The Supreme Court has today ruled that four protesters did not act unlawfully when obstructing a road outside the controversial Defence and Security Equipment International (DSEI) Arms Fair.
The protest took place on 5 September 2017 outside London’s ExCeL exhibition centre, where the arms fair was being held. The protestors, Nora Ziegler, Chris Cole, Jo Frew, and Henrietta Cullinan, laid down in the middle of the road on one side of the carriageway, blocking the road carrying traffic towards the venue.
While the protestors were arrested a few minutes, locks attached to them took time to remove and they were not removed until 90 minutes later.
The protestors were charged with wilful obstruction of the Highway (contrary to Section 137 of the Highways Act 1980). In February 2018, they stood trial at Stratford Magistrates Court and found Not Guilty.
The District Judge found that the protestors were exercising their rights to free speech and assembly (under Article 10 and 11 of the European Convention on Human Rights) and so they had a “lawful excuse”.
However, the prosecution appealed on a point of law, and the acquittals were reversed by the High Court in January 2019.
Today, in a highly significant ruling, the Supreme Court has overturned the appeal – confirming that the Not Guilty verdicts found by the District Judge were correct. The Supreme Court found that protestors can still have a defence to a charge of wilful obstruction of the highway, even where there is a deliberate obstruction that has a real impact on other road users.
It was agreed that each case has to be judged on its own merits, and the state has to consider, under human rights legislation, whether the arrest, prosecution and conviction is a proportionate response to the defendants’ actions – which they agreed it was not.
Raj Chada, Partner at Hodge Jones & Allen, representing the protestors, said: “We are delighted that the Supreme Court has recognised that protests which are deliberately obstructive are still protected under Article 10 and 11 of the European Convention on Human Rights. Disruptive protests can and do change things. From anti-apartheid campaigners stopping sports events to civil rights protestors conducting sit ins, disruption as a form of free speech can be the spark for radical change.
“Whilst the Supreme Court has recognised the importance of free speech, the Government seeks to undermine it by their disgraceful Police and Crime Sentencing Bill.

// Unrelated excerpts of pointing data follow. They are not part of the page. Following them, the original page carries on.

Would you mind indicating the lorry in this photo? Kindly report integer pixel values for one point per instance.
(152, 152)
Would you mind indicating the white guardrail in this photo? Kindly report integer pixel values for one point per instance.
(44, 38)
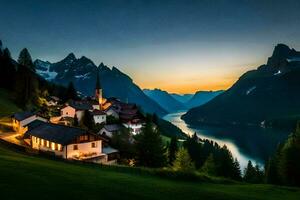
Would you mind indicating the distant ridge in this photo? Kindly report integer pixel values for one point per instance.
(267, 96)
(82, 72)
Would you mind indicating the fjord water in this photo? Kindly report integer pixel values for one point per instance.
(246, 143)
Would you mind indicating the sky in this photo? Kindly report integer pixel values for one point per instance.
(178, 46)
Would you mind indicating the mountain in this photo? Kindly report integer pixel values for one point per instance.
(267, 95)
(202, 97)
(165, 100)
(82, 72)
(183, 98)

That legislation is an attack on our civil rights and democratic values”
Chris Cole, one of the Appellant said: “We are delighted that the right to protest, even if it causes disruption to public life, has been upheld by the Supreme Court. This timely judgement is particularly important in the context of attacks on the right to protest in the policing bill currently going through parliament.
“That our simple protest, which lasted only a few minutes, though possibly disruptive, led to four years of legal to-ing and fro-ing, illustrates very well the power of nonviolence. Our government, like many governments, sees any protest as a threat to its authority, as well it might. Selling arms is a rotten, dangerous business.
“Arms dealers from around the globe will once again descend on London this September to promote their lethal wares at the DSEI arms fair. In the light of today’s judgement, we urge as many people as possible to protest the arms fair and say as strongly as possible that profiting from war and armed violence is abhorrent and must end.”
The Appellants were represented in the Supreme Court by Henry Blaxland QC and Owen Greenhall of Garden Court Chambers and Blinne Ni Ghraliagh of Matrix Chambers.